I believe parenthetically that one particular can concede Cage some quarter that one might be reluctant to cede to other folks. Usually opportunity has become a citadel of lack of discipline in music. Also frequently I’ve observed this outcome in university classes in the US that ‘teach ‘found (!)’ music. The rigor of discipline in music generating ought to never ever be shunted away in search of a music that is ‘found’, rather than composed. However, in a most peculiar way, the power of Cage’s character, and his surprising sense of rigor and discipline appear to rescue his ‘chance’ art, exactly where other composers merely flounder in the sea of uncertainty.

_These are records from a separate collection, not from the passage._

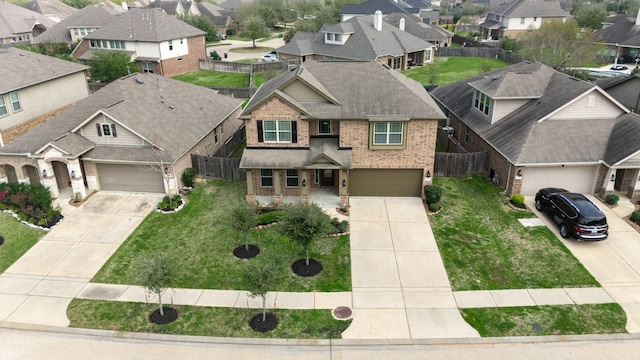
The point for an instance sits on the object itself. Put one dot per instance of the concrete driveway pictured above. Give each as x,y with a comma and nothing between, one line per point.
38,287
614,262
400,288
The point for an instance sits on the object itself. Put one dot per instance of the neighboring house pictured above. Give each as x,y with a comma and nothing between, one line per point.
75,27
53,9
365,38
625,89
176,7
310,129
621,34
218,16
159,43
19,25
543,128
414,26
516,17
33,87
135,134
370,7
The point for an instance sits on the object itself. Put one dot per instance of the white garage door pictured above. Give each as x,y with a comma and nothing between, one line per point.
580,179
130,178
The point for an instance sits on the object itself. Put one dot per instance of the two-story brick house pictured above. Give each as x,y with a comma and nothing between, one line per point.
353,128
158,43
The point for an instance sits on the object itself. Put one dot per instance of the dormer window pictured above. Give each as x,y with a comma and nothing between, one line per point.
482,102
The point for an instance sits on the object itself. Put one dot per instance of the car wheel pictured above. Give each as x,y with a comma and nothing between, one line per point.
564,231
538,205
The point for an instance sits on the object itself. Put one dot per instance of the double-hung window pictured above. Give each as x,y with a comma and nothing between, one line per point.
387,133
266,178
15,101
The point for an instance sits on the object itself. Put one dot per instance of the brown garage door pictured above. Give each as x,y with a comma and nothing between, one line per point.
387,182
130,178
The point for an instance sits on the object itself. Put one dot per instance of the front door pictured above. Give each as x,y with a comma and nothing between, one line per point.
326,178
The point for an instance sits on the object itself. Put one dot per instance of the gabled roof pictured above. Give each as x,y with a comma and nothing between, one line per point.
623,31
15,19
148,25
21,68
415,26
378,92
54,9
90,16
170,114
369,7
520,136
365,43
530,8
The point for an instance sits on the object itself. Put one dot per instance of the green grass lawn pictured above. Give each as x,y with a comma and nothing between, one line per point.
484,247
204,321
19,239
552,320
201,239
450,69
214,78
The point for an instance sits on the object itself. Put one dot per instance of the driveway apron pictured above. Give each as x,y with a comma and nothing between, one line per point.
38,287
400,286
615,262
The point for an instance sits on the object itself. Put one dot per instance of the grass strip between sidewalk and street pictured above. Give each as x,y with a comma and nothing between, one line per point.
204,321
547,320
484,246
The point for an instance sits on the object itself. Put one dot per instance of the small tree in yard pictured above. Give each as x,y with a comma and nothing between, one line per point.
305,223
155,273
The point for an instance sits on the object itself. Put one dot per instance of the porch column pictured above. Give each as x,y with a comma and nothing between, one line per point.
77,179
277,190
48,178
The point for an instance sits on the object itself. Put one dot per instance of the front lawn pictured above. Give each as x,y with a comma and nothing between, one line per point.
484,247
547,320
204,321
19,238
201,240
450,69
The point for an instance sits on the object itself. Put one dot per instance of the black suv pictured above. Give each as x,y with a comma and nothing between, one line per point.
576,215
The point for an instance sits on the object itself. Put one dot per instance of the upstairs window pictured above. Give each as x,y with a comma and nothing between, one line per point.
15,101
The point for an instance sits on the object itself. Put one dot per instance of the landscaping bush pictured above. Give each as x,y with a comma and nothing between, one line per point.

Nonetheless, as a resolution to the rigor mortis so cosmically bequeathed to music by serial controls, likelihood is a pretty poor stepsister. The Cageian composer who can make opportunity music talk to the soul is a uncommon bird indeed. What seemed missing to many was the perfume that makes music so wonderfully evocative. The ambiance that a Debussy could evoke, or the fright that a Schonberg could invoke (or provoke), seemed to evaporate with the contemporary technocratic or cost-free-spirited methods of the new musicians. Iannis Xenakis jolted the music planet with the potent solution in the guise of a ‘stochastic’ music. As Xenakis’ work would evolve later into excursions into connexity and disconnexity, delivering a template for Julio Estrada’s Continuum, the path toward re-introducing energy, beauty and fragrance into sound became clear. All this in a ‘modernist’ conceptual method!